“You’re going to spend $50m on a piece of pussy!” screams Charlie Fox at Bobby Gould, accosting Bobby over his motivations for ruining Charlie’s hopes, and some laugh. All are uneasy, a testament to the meticulous and highly effective restraint put into the presentation of David Mamet’s Speed-the-Plow by director Simon Wallis who, according to the programme notes, “having missed Trevor Nunn’s critically acclaimed production at the Old Vic in early 2008, thought he would guarantee a Speed-the-Plow ticket by directing it himself.

Luka Krsljanin brought an appropriately unbearable tautness to his portrayal of Charlie, a desperate Hollywood producer on the verge of his big break. Bringing the script of a “prison film”, or money-spinner, to his recently promoted “associate” Bobby (Fred Sawyer), Charlie’s antagonised extroversion almost buried moments of bitterness such as “a job I could have done ten times better than you”, and outbursts such as “look at me you stupid shit I’m talking to you!” However these were necessarily blurred as Charlie, a Marvel superhero in a straitjacket, positioned by Wallis as conductor between Bobby and the audience, propelled the action forwards from start to finish.
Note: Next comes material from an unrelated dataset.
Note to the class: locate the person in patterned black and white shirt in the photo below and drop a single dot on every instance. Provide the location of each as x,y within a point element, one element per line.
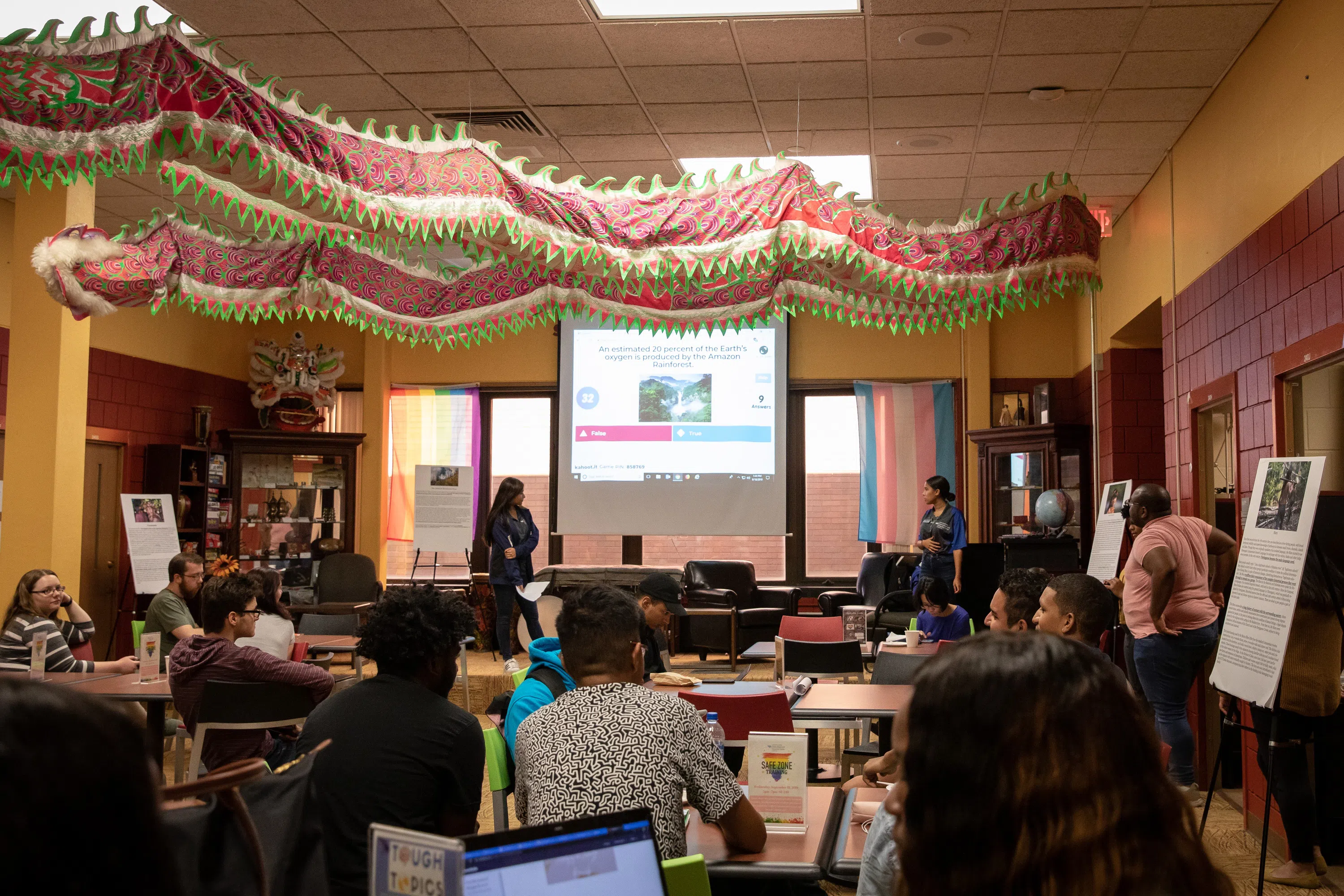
<point>613,745</point>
Act II sees Karen, Bobby’s temporary secretary, shaking off her simpering acquiescence to reveal a self-assured, animated campaigner, persuading Bobby to “float” a more meaningful film. Jess Kwong pulls of the character transition subtly and adeptly. The smile of simple admiration never leaves her face for good, instead flickering alternatively with an impassioned frown. Such is the dilemma between craftiness and integrity in Karen’s character that Wong never allows us to forget. She is by turns naïve, compassionate and experienced, innocently replying, “I’m sure it is” to Bobby’s assurance in Act I that “It’s an exciting world”, before animatedly exclaiming to Bobby later that evening, ““I know what it is to be bad. I’ve been bad. I know what it is to be lost. I’ve been lost!”

That Karen manipulated Bobby and Charlie is in no doubt when in Act III she admits to having slept with Bobby only because he agreed to fund her choice of film. This act throws our lack of sympathy for her into doubt, compounded by the rampant masculinity and misogyny that eventually triumphs. This is best emphasised by Fred Sawyer’s Bobby, whose instantaneous, near-monotonic delivery comes into its own in the third act to show Bobby as a shallow recycler of whatever identity will save him from failure, a trait which allows both Charlie and Karen to exploit him at different times. The hollowness never leaves Sawyer’s voice as he coldly invites Karen off stage with a “we’re rather busy now”.  Charlie and Bobby may not like each other, they may be insecure, pathetic, egotistic and obnoxious, but they are driven by wealth and career success, and in this brilliantly presented world, “God speed the Plow”. The men have won their pyrrhic victory. “Be a man?” Charlie asks Karen, derisiveness dripping through his metallic West Coast twang; “What right do you have?”